Russian news agencies reported Tuesday that a prosecutor in the case against five ex-policemen who are on trial for planting drugs on an esteemed investigative journalist has requested millions in compensation and various prison sentences for the accused, ranging between seven and 16 years behind bars.
The arrest of reporter Ivan Golunov in June 2019 on trumped-up drug charges spurred a massive campaign calling for his release led by activists and Kremlin critics.
His supporters and employer, the independent Russian-language media outlet Meduza, said the drugs had been planted on him as revenge for his work.
Golunov, 38, was released days later after an unprecedented campaign in his support, and the five police officers who arrested him were dismissed and taken into custody in January 2020.
A lawyer for one of the accused former policemen told the Interfax news agency Tuesday that a prosecutor had requested 16 years behind bars for Igor Lyakhovets, who investigators say directed the operation.
The lawyer added that the prosecution is also seeking 12 years in a penal colony for three of Lyakhovets' subordinates, who together with their former boss have denied their guilt.

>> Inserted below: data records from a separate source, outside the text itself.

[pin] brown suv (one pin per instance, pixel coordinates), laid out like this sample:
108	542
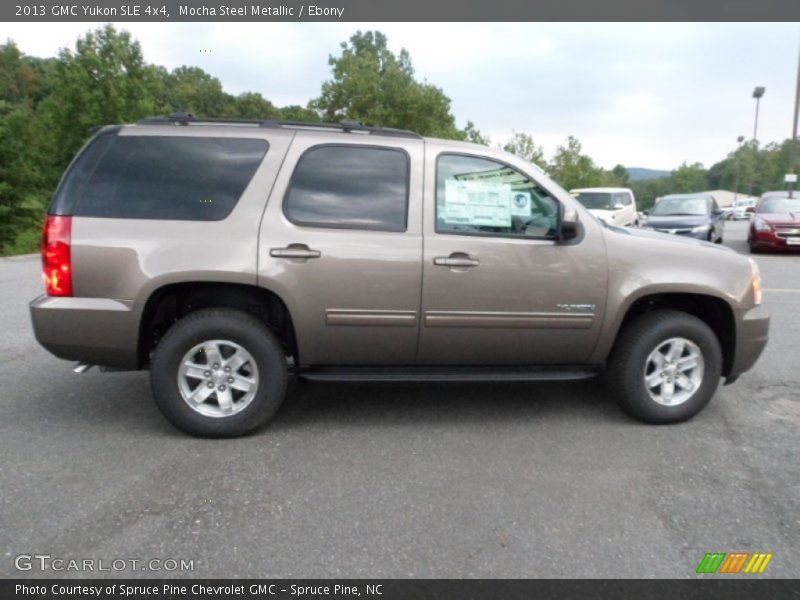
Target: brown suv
223	255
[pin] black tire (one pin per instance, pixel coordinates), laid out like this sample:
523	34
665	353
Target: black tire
210	324
628	362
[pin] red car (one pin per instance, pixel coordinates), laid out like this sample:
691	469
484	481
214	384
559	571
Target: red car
776	223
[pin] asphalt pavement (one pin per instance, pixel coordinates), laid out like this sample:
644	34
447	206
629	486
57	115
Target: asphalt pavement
413	480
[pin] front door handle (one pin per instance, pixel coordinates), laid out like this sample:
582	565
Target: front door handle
456	260
295	251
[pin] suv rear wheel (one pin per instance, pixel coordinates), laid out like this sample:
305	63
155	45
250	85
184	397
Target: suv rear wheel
218	373
666	367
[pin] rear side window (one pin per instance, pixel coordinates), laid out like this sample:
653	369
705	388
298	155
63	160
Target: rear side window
159	177
350	187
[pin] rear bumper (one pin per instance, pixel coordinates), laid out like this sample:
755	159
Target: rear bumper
767	240
98	331
751	337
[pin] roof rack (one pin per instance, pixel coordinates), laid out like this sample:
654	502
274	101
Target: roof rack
344	126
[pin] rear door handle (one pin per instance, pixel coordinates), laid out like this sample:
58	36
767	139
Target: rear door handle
456	260
295	251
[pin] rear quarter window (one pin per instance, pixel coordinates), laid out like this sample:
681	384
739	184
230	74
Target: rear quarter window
159	177
350	187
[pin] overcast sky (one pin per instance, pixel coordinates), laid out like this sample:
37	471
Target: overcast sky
646	95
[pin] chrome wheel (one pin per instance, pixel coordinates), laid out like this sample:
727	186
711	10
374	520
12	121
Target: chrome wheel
218	378
674	371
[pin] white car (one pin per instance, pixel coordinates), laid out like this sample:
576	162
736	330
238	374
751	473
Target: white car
740	208
615	206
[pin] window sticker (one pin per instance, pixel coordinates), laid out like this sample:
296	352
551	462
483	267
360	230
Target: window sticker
520	204
477	203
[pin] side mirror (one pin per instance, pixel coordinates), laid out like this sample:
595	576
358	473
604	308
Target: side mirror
569	227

The fifth defendant, who confessed to the crime, is facing seven years behind bars.
Investigators have accused the men of falsifying the results of evidence-gathering operations and illegally buying, storing and transporting drugs.
The prosecutor also requested that Golunov be paid 5 million rubles ($66,750) in compensation, the state-run TASS news agency reported.

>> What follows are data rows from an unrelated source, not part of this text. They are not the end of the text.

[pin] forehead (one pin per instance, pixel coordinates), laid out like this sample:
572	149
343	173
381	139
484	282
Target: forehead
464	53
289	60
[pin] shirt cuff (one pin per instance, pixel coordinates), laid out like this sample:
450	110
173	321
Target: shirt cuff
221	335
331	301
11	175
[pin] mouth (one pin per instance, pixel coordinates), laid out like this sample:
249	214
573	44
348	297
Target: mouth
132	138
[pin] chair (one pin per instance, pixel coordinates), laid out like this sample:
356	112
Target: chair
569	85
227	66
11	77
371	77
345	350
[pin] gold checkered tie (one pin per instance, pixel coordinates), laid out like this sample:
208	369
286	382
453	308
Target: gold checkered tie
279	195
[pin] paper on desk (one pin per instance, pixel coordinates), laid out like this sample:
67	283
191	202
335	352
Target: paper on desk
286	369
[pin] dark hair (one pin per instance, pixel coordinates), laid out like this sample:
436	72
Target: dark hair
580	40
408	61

The final arguments were heard in a Moscow court behind closed doors, according to Golunov's lawyer Sergei Badamshin. He added that the next hearing will take place on Thursday.
Golunov is celebrated for detailed investigations into power structures in Russia including the shady funeral industry and corruption at Moscow city hall.
During his two decades in power, Russian President Vladimir Putin has silenced most of his critics and a dwindling number of independent media outlets say they are coming under increasing state pressure.
Russia's justice ministry on Friday labeled Golunov's employer Meduza a "foreign agent."
The move could see it face steep fines if it does not disclose its source of funding or label all of its publications with the relevant tag.